Come Tuesday morning, Bank of Canada Governor Mark Carney will have some serious fessing up to do.
That’s when the central bank releases its latest interest-rate statement. Far from being its normal yawn, this announcement might actually be interesting. Market players are on high alert over what Mr. Carney didn’t say in a speech in Nanaimo, B.C., last week. For the past half year, the bank has been using a stock phrase that “some modest withdrawal of the present considerable monetary policy stimulus may become appropriate.” This has been taken to mean it is more likely to raise rates than to lower them, a so-called tightening bias.
The hawkish sentiment, which has made Canada an outlier in the world of central banking, was nowhere to be found in Mr. Carney’s speech in Nanaimo. Since then, the Canadian dollar has looked wobbly and no one can figure out if Mr. Carney is switching gears, yet again.
On this score, Mr. Carney hasn’t looked good. The central bank, presumably with Mr. Carney making the final call, has had a recent record of zigging when it should be zagging.
Despite the Bank of Canada’s international reputation for prescience, its calls suggest it’s struggling, like all central banks, to figure out the correct course in challenging economic conditions.
Back in March, for instance, the bank had a neutral stance. Come April, just as the euro zone crisis was intensifying again and fears were emerging that growth globally was slowing, the Bank of Canada switched to its current tightening bias – a move more appropriate for expansive times.
Also open to debate is whether the bank was too hasty in tightening policy in the wake of the crash, the worst economic calamity since the Great Depression. It started to raise interest rates back in mid-2010, taking the bank rate from 0.5 per cent to 1.25 per cent, where it rests currently. Meanwhile, the U.S. Federal Reserve has been on hold and the European Central Bank has been cutting rates.
If there is another change in stance this week, “such a move would mark the second time in two years that the central bank has had an ‘about face,’” noted Mark Chandler, RBC Dominion Securities’ fixed income strategist, in a missive to clients.
Still, if Mr. Carney does make a switch to a more neutral stance, that might not be such a bad thing.
One very good reason for moving into neutral concerns the Canadian dollar and the message being sent by the smaller European countries, such as Denmark, that are outside of the euro zone. They’re having difficulty suppressing unwanted currency appreciation, due to speculative money inflows out of euros.
Could a similar disruptive form of capital movement eventually cross the Atlantic, with nervous capital fleeing the U.S. dollar for its Canadian counterpart? It’s not as far fetched as it might seem.
The U.S. has well known fiscal problems that, by comparison, make Canada an attractive destination for skittish money. Already, some central banks, such as Russia’s, have begun diversifying into the loonie, probably by exiting some of their U.S. dollar or euro positions.

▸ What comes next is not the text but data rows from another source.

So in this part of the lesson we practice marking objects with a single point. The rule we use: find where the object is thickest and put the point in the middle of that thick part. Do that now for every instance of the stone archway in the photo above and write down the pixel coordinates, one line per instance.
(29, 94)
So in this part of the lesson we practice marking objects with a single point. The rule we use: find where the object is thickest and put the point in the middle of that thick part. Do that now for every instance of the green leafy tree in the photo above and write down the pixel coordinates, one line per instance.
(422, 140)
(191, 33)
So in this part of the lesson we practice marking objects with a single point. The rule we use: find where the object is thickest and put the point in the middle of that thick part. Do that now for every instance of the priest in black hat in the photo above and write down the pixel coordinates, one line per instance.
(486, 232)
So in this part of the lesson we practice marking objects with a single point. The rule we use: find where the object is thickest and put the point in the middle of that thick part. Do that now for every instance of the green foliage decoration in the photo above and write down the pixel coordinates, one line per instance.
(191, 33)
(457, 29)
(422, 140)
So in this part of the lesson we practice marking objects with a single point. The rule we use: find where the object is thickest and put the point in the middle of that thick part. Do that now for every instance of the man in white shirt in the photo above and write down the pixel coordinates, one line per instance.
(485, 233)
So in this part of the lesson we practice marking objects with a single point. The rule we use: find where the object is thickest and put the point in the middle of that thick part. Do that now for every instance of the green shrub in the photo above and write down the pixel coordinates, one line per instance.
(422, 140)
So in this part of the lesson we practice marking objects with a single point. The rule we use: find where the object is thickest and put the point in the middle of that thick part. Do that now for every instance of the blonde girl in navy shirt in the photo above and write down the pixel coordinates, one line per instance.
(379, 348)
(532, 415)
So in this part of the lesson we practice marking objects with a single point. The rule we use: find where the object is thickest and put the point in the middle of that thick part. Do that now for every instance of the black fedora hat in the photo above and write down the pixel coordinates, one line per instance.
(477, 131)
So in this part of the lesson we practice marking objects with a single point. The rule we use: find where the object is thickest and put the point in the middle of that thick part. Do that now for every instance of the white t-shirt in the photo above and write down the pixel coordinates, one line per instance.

In the U.S., there’s also one of the most intense fixations with things Canadian that we’ve ever seen. The Democrats love us because of our left-leaning social programs, the Republicans because of our fiscal probity at the federal level. Interest in some of Canada’s corporate tax advantages have figured in the U.S. election debates from the Republican side, another first in a nation that seldom takes any notice of us.
In interviewing American market players, I’m constantly surprised at the extent of their enthusiasm for Canadian investments. It’s the mirror image of the dark days in the mid-1990s, when the Wall Street Journal made its famous “northern peso” editorial call on the Canadian dollar. It was actually a brilliant time to apply some contrarian thinking and load up on cheap loonies.
Later this year, the U.S. will have to face its fiscal cliff. Big U.S. deficits stretch as far as the mind can foresee. Many investors in U.S. dollars are worried that the Fed’s unconventional monetary policy amounts to money printing. In this kind of environment, one of the last things the Bank of Canada should be considering is offering an even better safe haven.